On November 8, 1992 Louis Roman, an undercover investigator with the State Police, purchased three vials of cocaine from a person identified as B. while at the Evergreen Apartments in the Village of Monticello, Sullivan County. After completing the transaction, which had been recorded by means of a transmitter, Roman and his partner, Jeffrey Cabrara, returned to the "staging area" of the investigation, where they met with their backup team, to whom they described B. as being a black male, approximately 5 feet 10 inches or 5 feet 11 inches tall, with a medium build and a mustache, and wearing black corduroy pants with brown pockets. Village of Monticello Detective Thomas O'Connor, a member of the backup team who knew defendant from prior contact, and knew that the transaction had taken place outside of defendant's apartment, then drove by the scene, where he saw defendant dressed in the manner described by Roman.
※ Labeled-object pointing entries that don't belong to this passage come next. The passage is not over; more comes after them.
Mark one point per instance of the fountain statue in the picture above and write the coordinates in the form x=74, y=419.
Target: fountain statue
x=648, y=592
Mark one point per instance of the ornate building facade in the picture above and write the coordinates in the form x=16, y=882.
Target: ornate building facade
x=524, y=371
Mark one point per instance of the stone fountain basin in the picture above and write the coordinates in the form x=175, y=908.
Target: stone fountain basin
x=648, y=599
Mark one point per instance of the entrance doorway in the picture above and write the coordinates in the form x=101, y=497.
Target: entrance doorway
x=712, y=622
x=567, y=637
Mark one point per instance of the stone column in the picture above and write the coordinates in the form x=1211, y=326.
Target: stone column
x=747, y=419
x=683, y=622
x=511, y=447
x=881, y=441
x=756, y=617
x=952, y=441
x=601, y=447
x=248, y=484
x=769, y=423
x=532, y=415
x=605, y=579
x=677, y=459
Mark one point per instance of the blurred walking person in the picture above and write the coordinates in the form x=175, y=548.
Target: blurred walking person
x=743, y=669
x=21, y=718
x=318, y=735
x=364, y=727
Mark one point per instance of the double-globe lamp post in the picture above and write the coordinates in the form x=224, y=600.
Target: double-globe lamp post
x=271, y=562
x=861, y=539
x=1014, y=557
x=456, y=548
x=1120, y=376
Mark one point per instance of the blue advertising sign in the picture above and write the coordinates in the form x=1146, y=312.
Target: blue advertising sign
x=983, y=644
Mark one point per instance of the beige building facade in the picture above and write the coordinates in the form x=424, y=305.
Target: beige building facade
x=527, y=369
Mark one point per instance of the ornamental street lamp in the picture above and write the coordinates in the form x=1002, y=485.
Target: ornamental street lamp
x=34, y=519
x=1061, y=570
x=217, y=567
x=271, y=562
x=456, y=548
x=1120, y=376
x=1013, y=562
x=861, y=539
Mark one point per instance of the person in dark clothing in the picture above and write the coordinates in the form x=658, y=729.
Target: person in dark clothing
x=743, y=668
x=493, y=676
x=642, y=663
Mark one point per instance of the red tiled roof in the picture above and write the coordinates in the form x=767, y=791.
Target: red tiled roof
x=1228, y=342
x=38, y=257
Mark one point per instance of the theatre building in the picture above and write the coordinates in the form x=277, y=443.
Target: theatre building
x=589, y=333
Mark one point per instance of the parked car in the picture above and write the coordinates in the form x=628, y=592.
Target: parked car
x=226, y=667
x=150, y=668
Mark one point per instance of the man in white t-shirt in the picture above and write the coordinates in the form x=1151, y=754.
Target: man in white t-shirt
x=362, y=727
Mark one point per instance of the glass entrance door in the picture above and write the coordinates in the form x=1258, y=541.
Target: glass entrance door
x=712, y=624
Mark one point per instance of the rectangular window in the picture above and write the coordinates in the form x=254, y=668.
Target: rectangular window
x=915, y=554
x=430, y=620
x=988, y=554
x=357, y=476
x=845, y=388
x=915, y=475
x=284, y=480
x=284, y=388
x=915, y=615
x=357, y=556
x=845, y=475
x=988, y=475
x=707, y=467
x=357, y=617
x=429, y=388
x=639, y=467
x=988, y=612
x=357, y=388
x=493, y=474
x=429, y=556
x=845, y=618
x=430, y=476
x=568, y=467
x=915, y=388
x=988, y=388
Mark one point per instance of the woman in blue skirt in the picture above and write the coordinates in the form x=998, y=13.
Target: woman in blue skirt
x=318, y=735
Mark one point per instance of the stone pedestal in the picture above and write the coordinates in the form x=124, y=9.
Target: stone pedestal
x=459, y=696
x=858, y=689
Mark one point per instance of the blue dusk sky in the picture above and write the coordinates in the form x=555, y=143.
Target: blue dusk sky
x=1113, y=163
He obtained a photograph of defendant from the station house and returned to the staging area, where Roman acknowledged that the person in the photograph was indeed B..
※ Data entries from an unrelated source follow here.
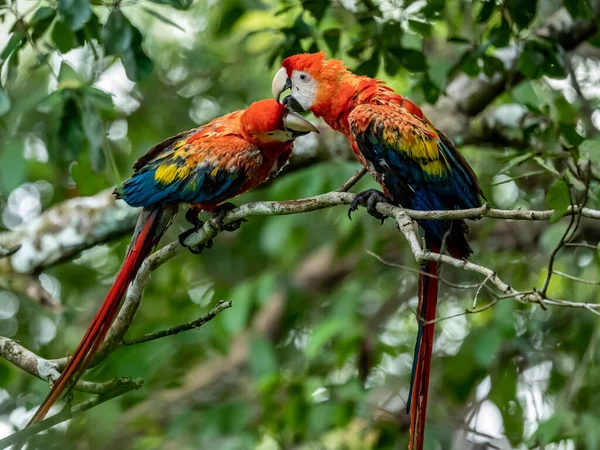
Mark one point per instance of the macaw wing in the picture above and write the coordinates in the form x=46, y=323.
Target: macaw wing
x=205, y=168
x=163, y=148
x=418, y=166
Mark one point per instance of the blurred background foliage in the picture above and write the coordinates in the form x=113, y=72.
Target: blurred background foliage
x=316, y=351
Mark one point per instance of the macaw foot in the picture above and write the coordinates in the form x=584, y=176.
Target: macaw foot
x=192, y=217
x=369, y=200
x=220, y=213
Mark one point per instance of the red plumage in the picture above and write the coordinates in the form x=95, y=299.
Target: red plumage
x=205, y=166
x=417, y=166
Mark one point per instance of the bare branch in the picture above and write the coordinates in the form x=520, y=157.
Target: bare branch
x=404, y=219
x=352, y=181
x=68, y=413
x=220, y=306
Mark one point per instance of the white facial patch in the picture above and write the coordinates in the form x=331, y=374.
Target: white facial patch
x=281, y=135
x=304, y=89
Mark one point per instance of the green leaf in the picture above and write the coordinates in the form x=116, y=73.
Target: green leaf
x=13, y=43
x=551, y=430
x=70, y=131
x=521, y=12
x=531, y=61
x=40, y=21
x=75, y=13
x=491, y=65
x=565, y=110
x=117, y=33
x=504, y=395
x=332, y=39
x=578, y=8
x=230, y=12
x=93, y=127
x=421, y=27
x=592, y=149
x=391, y=64
x=100, y=99
x=370, y=66
x=412, y=60
x=63, y=37
x=13, y=166
x=322, y=334
x=540, y=58
x=487, y=8
x=430, y=90
x=50, y=102
x=177, y=4
x=263, y=361
x=317, y=8
x=489, y=344
x=558, y=199
x=138, y=65
x=4, y=102
x=163, y=19
x=500, y=34
x=68, y=78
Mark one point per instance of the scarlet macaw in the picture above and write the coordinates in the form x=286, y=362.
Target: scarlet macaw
x=204, y=166
x=417, y=166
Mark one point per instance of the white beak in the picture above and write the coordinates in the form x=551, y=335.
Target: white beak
x=295, y=122
x=281, y=83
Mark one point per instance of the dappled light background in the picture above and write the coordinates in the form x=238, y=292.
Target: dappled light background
x=317, y=349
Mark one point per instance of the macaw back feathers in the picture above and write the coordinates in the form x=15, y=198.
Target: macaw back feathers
x=418, y=167
x=213, y=163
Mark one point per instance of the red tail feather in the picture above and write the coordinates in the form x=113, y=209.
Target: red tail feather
x=428, y=292
x=149, y=230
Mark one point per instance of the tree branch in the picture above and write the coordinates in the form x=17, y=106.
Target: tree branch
x=219, y=307
x=45, y=369
x=69, y=412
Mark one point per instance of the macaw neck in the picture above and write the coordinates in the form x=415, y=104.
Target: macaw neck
x=337, y=100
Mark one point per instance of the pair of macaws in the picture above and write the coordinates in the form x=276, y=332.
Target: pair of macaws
x=417, y=166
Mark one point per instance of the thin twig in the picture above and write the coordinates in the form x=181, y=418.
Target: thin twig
x=5, y=252
x=219, y=307
x=68, y=413
x=479, y=290
x=582, y=245
x=353, y=180
x=420, y=272
x=571, y=277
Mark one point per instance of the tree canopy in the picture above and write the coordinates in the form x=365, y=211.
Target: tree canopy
x=316, y=348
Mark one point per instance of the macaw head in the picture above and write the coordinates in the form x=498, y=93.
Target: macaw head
x=312, y=79
x=268, y=121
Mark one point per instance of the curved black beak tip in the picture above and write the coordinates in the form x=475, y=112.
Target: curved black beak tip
x=288, y=85
x=292, y=104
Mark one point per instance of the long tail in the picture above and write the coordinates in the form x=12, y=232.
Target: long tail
x=149, y=229
x=419, y=383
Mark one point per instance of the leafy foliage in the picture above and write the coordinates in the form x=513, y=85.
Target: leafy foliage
x=88, y=86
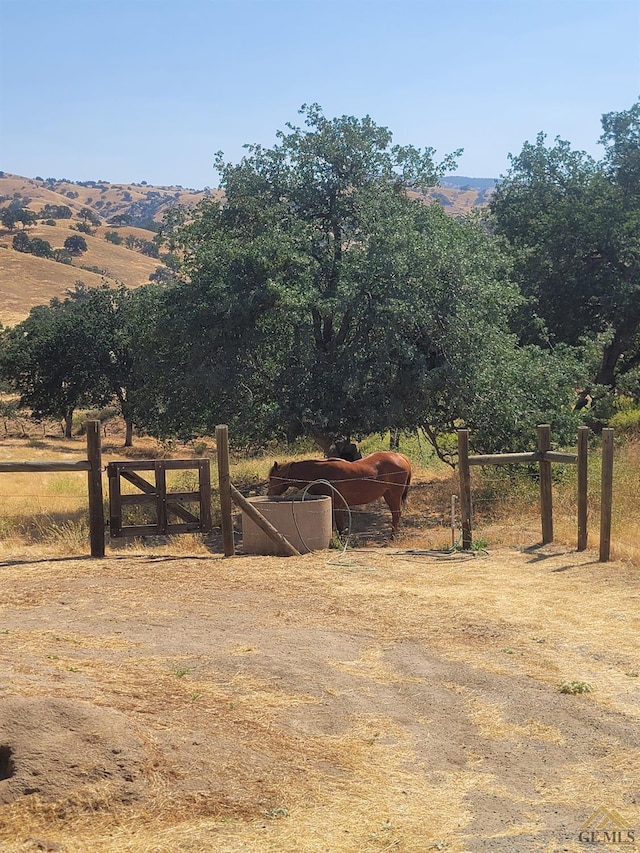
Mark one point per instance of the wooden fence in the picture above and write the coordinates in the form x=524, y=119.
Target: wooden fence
x=93, y=466
x=544, y=457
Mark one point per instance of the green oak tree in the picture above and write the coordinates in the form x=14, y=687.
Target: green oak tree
x=321, y=297
x=573, y=226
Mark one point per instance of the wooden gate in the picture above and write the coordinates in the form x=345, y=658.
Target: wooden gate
x=167, y=509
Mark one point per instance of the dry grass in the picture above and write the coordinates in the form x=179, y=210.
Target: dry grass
x=27, y=281
x=393, y=701
x=49, y=510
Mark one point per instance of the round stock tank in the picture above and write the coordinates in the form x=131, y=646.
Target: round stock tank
x=306, y=524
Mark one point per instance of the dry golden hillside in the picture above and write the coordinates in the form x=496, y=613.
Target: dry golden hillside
x=27, y=280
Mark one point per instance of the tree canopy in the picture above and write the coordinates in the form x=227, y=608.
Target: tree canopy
x=574, y=227
x=321, y=298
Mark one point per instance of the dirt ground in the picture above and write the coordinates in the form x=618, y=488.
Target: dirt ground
x=379, y=699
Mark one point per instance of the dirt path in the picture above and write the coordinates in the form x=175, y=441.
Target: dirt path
x=377, y=701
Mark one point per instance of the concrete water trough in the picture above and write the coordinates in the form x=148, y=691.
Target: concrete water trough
x=305, y=523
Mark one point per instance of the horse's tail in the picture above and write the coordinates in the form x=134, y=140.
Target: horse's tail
x=405, y=492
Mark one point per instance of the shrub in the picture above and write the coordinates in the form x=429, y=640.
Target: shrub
x=627, y=422
x=41, y=248
x=75, y=244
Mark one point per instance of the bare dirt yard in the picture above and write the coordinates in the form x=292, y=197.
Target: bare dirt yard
x=381, y=699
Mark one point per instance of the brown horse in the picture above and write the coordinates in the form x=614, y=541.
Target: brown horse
x=382, y=474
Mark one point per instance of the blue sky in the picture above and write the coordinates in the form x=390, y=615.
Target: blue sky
x=149, y=90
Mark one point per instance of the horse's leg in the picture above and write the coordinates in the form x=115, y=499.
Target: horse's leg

Defendant was not arrested until a week later, at which time Roman again identified him, in a station house showup, as B. County Court granted defendant's motion for a Wade hearing and ultimately determined that the showup would be suppressed as unnecessarily suggestive, that the photo identification was merely confirmatory and that an in-court identification would be permitted. After a jury trial at which Roman identified defendant as the person from whom he had purchased the cocaine, and during which tape-recorded evidence of the transaction was admitted over defendant's objection, defendant was convicted of criminal sale of a controlled substance in the third degree. He was sentenced as a second felony offender to an indeterminate term of incarceration of 6 1/2 to 13 years. Defendant appeals.
We reject defendant's contention that the photo identification was impermissibly suggestive and not confirmatory in nature, and that therefore County Court erred in allowing an in-court identification. The procedure followed here was virtually identical to that utilized in People v. Freeman ( 176 A.D.2d 1090). Roman's detailed description of B. was consistent with defendant's appearance and the photo identification itself was made less than 40 minutes after the face-to-face transaction. The fact that O'Connor returned immediately to the scene substantially reduced the possibility that he, and thus Roman, identified the wrong person (see, People v. Roberts, 79 N.Y.2d 964, 966). In all, we find no reason to disturb County Court's findings regarding the admissibility of the People's in-court identification evidence.
Defendant also denigrates the sufficiency of the notice furnished by the People pursuant to CPL 710.30; this claim is unavailing, however, for defendant moved for a suppression hearing — which was held and resulted in a ruling of admissibility — prior to lodging any complaint about the sufficiency of the CPL 710.30 notice, and in so doing he waived his right to contest that notice (see, CPL 710.30; People v. Cobian, 185 A.D.2d 452, 453, lv denied 81 N.Y.2d 838).
Similarly unconvincing are defendant's several objections regarding the audiotape evidence admitted at trial. Foremost among these is that the tape should not have been admitted because a portion of it had been erased after the trial commenced. County Court found that the erasure had occurred accidentally and without bad faith; nothing in the record induces us to reach a different conclusion. Roman and Cabrara testified that the tape accurately and fairly represented the drug transaction as it took place, thus laying a proper foundation for its admission (see, People v. Ely, 68 N.Y.2d 520, 527). We find no reason to disturb County Court's conclusion, arrived at after conducting a hearing into the circumstances surrounding the erasure, that the integrity of the portion of the tape actually offered by the People, the portion which contained the narcotics transaction, had not been compromised. It is also worth noting that in response to his assertion that the erased portion of the tape contained evidence which he intended to use to impeach the People's witness, defendant was permitted to use a copy of the tape which contained the very portion which had been erased from the original — and which was found by the court to be an accurate copy, a ruling which we cannot address, as we have not been provided with the tapes themselves — if necessary for cross-examination, an offer defendant disdained.
We have considered defendant's other contentions, including his suggestion that the People deliberately or in bad faith prevented him from listening to the original tape prior to the trial, and find them meritless.
Mikoll, J.P., Mercure, Crew III and Casey, JJ., concur. Ordered that the judgment is affirmed.